Ambassador Luis Palma Castillo from Chile emphasized the need for diplomatic initiatives to stop geopolitical problems from deteriorating.
Turkish philosopher Bekir Karliga, cochair of the Alliance of Civilizations, said the world was “facing not a clash, but a crisis, of civilization,” owing to modern, secularist and consumerist society’s ignorance about the “wisdom of the past.” And “ignorance is manipulated by many parties,” resulting in “hate, terror.”
Turkey in fact is cosponsor with Spain of the United Nations Alliance of Civilizations (AC), a 2005 initiative by then Turkish prime minister and now President Recep Tayyip Erdogan. AC seeks to galvanize international action against extremism through the forging of international, intercultural and interreligious dialogue and cooperation. It seeks to defuse tensions between the Western and Islamic worlds.
The GPDNet meeting took place a week before Turkey marked its 95th anniversary as a republic on Oct. 29.
President Erdogan, who has consolidated his hold on government since the coup attempt last year, led the Republic Day celebration.

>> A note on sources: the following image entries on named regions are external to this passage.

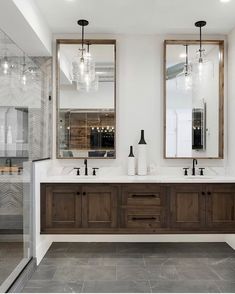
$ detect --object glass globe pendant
[176,44,192,91]
[192,20,213,83]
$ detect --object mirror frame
[163,40,224,159]
[56,39,117,159]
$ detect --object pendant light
[176,44,192,91]
[1,34,11,75]
[193,20,212,82]
[20,54,27,86]
[73,19,98,92]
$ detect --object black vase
[139,130,147,144]
[128,146,135,157]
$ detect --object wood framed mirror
[56,39,116,159]
[164,40,224,159]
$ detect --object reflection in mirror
[165,41,224,158]
[57,40,116,158]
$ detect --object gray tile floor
[23,243,235,293]
[0,242,24,285]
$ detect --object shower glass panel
[0,31,51,292]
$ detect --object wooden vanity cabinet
[41,184,82,232]
[206,184,235,231]
[120,184,167,231]
[170,184,206,231]
[41,184,118,234]
[41,183,235,234]
[82,184,118,229]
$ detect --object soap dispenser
[0,125,5,144]
[138,130,147,176]
[127,146,135,176]
[7,126,13,144]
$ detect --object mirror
[164,40,224,158]
[57,40,116,159]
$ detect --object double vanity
[41,170,235,234]
[41,39,232,238]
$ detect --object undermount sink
[184,176,215,180]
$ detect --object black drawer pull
[132,217,156,221]
[131,194,157,198]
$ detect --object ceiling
[35,0,235,34]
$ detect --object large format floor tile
[23,243,235,293]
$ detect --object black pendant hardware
[139,130,147,144]
[128,146,135,157]
[195,20,206,62]
[77,19,89,61]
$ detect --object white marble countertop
[40,174,235,184]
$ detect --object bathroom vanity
[41,179,235,234]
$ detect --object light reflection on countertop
[41,175,235,183]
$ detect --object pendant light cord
[82,26,84,60]
[185,44,188,74]
[200,27,202,59]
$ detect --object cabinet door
[170,184,206,231]
[121,184,167,230]
[82,184,118,229]
[207,184,235,231]
[41,184,82,231]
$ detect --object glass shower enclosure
[0,31,52,292]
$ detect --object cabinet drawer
[125,210,161,228]
[122,185,164,207]
[126,192,161,206]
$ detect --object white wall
[60,82,114,109]
[228,29,235,174]
[53,34,227,171]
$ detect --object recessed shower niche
[0,106,29,158]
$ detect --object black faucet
[6,158,12,175]
[192,158,197,176]
[84,159,88,176]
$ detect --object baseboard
[7,258,37,293]
[226,234,235,250]
[47,234,226,242]
[36,236,53,265]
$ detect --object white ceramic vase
[127,146,135,176]
[138,130,147,176]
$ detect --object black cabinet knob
[74,167,80,176]
[183,167,189,176]
[199,167,205,176]
[92,167,99,176]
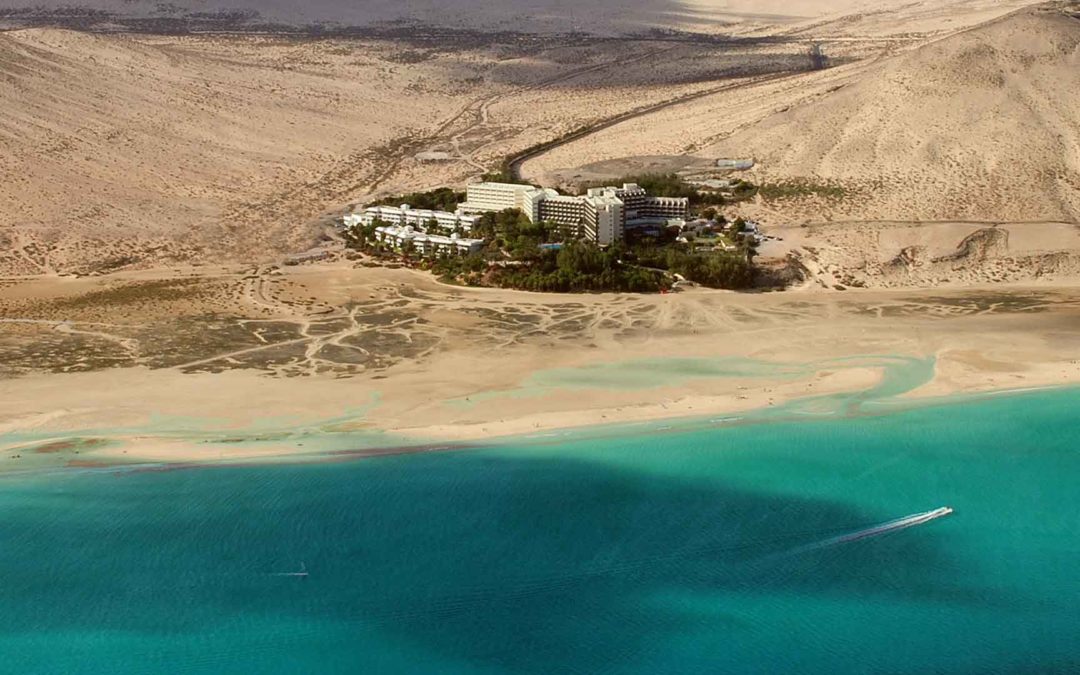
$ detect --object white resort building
[375,225,484,256]
[342,183,689,255]
[342,204,478,234]
[459,183,690,245]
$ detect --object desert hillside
[701,9,1080,221]
[0,29,501,273]
[0,0,968,36]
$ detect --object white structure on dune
[375,225,484,257]
[459,183,690,245]
[342,204,478,234]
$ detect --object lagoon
[0,389,1080,674]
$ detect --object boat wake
[783,507,953,556]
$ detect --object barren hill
[0,29,490,274]
[702,9,1080,221]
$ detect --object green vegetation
[757,180,847,200]
[366,188,465,211]
[634,246,754,289]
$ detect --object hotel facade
[459,183,690,245]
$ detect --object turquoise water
[0,390,1080,674]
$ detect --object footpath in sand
[0,264,1080,471]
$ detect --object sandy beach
[0,262,1080,470]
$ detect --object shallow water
[0,390,1080,673]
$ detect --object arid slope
[702,5,1080,221]
[0,29,490,274]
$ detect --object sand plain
[0,260,1080,470]
[0,1,1080,471]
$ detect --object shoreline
[0,365,1080,478]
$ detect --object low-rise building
[342,204,480,234]
[458,183,539,213]
[375,225,484,257]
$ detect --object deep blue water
[0,390,1080,674]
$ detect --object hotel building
[342,204,480,234]
[461,183,690,245]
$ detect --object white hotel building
[342,204,478,234]
[458,183,690,245]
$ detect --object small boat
[270,563,308,577]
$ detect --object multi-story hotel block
[343,183,689,253]
[460,183,690,245]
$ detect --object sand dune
[0,29,498,274]
[702,5,1080,221]
[4,0,950,35]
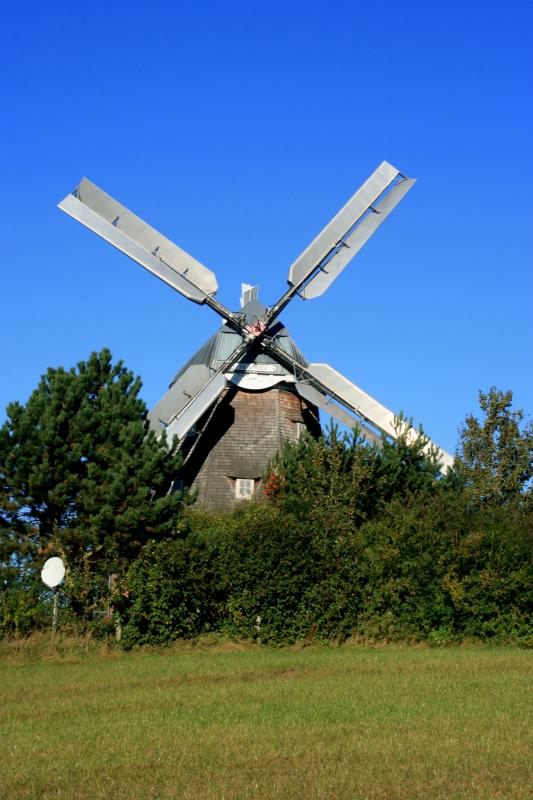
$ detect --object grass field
[0,645,533,800]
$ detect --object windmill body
[59,162,453,508]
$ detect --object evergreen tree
[0,350,180,615]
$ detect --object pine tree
[0,350,180,615]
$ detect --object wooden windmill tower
[59,161,453,508]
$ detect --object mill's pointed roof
[170,297,309,386]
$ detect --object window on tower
[235,478,255,500]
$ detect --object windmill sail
[295,380,381,444]
[305,364,454,470]
[166,373,228,441]
[58,178,218,303]
[288,161,415,299]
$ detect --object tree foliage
[458,386,533,505]
[0,350,183,615]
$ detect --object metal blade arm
[264,161,415,325]
[154,337,254,441]
[263,339,454,472]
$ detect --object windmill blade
[153,330,254,441]
[148,364,211,433]
[166,372,228,441]
[305,364,454,471]
[58,178,218,303]
[299,178,415,300]
[288,161,415,297]
[295,381,381,445]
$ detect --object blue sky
[0,0,533,451]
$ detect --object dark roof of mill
[170,298,309,386]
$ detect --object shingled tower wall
[181,383,320,510]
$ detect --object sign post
[41,556,65,634]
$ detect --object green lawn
[0,646,533,800]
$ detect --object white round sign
[41,556,65,589]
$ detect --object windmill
[59,161,453,508]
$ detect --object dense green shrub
[117,533,222,647]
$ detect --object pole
[52,588,57,634]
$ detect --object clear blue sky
[0,0,533,451]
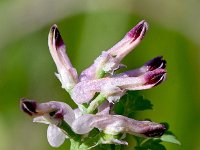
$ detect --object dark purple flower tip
[145,69,167,86]
[145,56,167,71]
[51,24,64,48]
[127,20,148,41]
[141,124,166,137]
[20,98,37,116]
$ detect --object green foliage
[114,91,181,150]
[114,91,153,118]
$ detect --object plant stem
[58,120,80,141]
[87,93,106,114]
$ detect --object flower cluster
[20,20,166,148]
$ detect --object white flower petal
[47,124,66,147]
[33,116,49,124]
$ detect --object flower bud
[48,25,78,91]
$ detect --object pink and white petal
[72,114,94,134]
[33,116,49,124]
[47,124,66,147]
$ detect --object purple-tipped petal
[71,69,166,104]
[20,98,75,125]
[144,56,167,71]
[48,25,78,91]
[108,20,148,60]
[113,56,167,77]
[72,114,166,137]
[80,20,148,81]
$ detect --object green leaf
[135,138,166,150]
[160,134,181,145]
[114,91,153,117]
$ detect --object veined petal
[71,69,166,104]
[113,56,167,77]
[48,25,78,91]
[47,124,67,147]
[80,20,148,81]
[108,20,148,60]
[20,99,75,125]
[72,114,166,137]
[33,116,50,124]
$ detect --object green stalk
[87,93,106,114]
[58,120,80,140]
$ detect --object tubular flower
[72,114,165,137]
[48,25,78,91]
[20,20,167,150]
[20,99,75,147]
[80,20,148,81]
[71,57,166,104]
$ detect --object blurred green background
[0,0,200,150]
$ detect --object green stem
[87,93,106,114]
[58,120,80,141]
[97,69,106,79]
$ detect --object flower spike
[48,25,78,91]
[80,20,148,81]
[71,69,166,104]
[72,114,166,137]
[20,98,75,147]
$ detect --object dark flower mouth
[20,98,37,116]
[146,69,166,86]
[128,20,148,42]
[51,25,64,49]
[145,56,167,71]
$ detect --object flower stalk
[20,20,175,150]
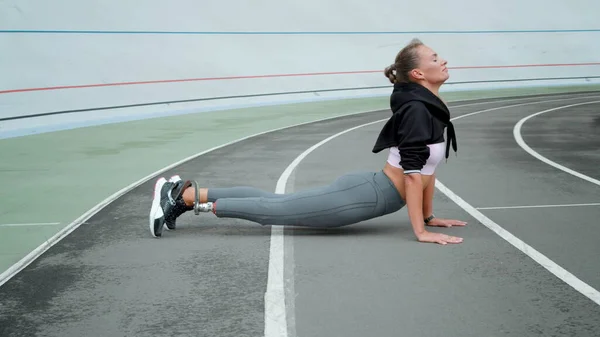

Although critics have warned against his alleged “neo-Ottoman” proclivities, Erdogan has styled himself as a champion against the West’s imperialist excesses.
During the official commemoration on Oct. 23 of the death anniversary of Bosnia-Herzegovina’s first president Alija Izetbegovic, a friend of Erdogan’s, the Turkish president lashed out at “imperialist bloodsuckers.”
Talks on Turkish accession to the European Union (EU) were suspended after the 2016 coup and due to alleged human rights abuses there, and the stalled talks had further riled the Turkish president.
Erdogan declared European civilization dead as he criticized European countries’ indifference toward the humanitarian tragedies in Syria and Myanmar, where Buddhist military offensives had driven out of the country tens of thousands of Muslim Rohingyas.
“Europe died in Bosnia and it was buried in Syria,” said Erdogan. “The bodies of innocent children washing up ashore are the tombstones of Western civilization. Unfortunately in the last seven years, the old European values have been discredited and destroyed by the very owners of these values.”
Ironically enough, 2017 also marks the 30th year of Turkey as a “non-EU member.” Turkey had formally applied for EU membership in 1987.
Cultural diplomacy in action
Despite the rather charged state of affairs in Turkey, GPDNet members showed plenty of initiatives at cultural diplomacy.
The Chiang Ching Kuo Foundation for International Scholarly Exchange of Taiwan made a demonstration of traditional Chinese tea preparation of the native oolong leaves, which delighted Ates and the other delegates.
Delegates also sampled Ottoman flavors at Konyaki restaurant right at the ancient Topkapi palace of the Ottoman sultans overlooking the Bosphorus.
GPDNet delegates gave a standing ovation to the dynamic playing of famous Turkish concert pianist Tuluyhan Ugurlu at the Grand Bazaar on Oct. 22, exactly a week before Republic Day.
Aside from the Grand Bazaar and Topkapi, delegates also toured the Spice Market, Blue Mosque and, of course, the Hagia Sophia, the “Church of Divine Wisdom.”
And they took home with them baklava, the many varieties of the “Turkish delight” or pastry. Which should show that cultural diplomacy is the baklava of diplomatic initiatives to heal the world of its geopolitical ills.
Aside from YEE, NCCA and Chiang Ching Kuo Foundation, founding members of the GPDNet are the Korea Foundation, Balassi Institute (Hungary), National Institute for Cultural Orientation (Nigeria), Singapore International Foundation, Camoes Instituto (Portugal), Swedish Institute and Adam Mickiewicz Institute (Poland),
Formally accepted as a full member in the Instanbul meeting was the Cultural Village Foundation of Qatar.
Accepted as associate members were the Institute of the Lithuanian Language and Comunidade Academica para o Desenvolvimento of Mozambique.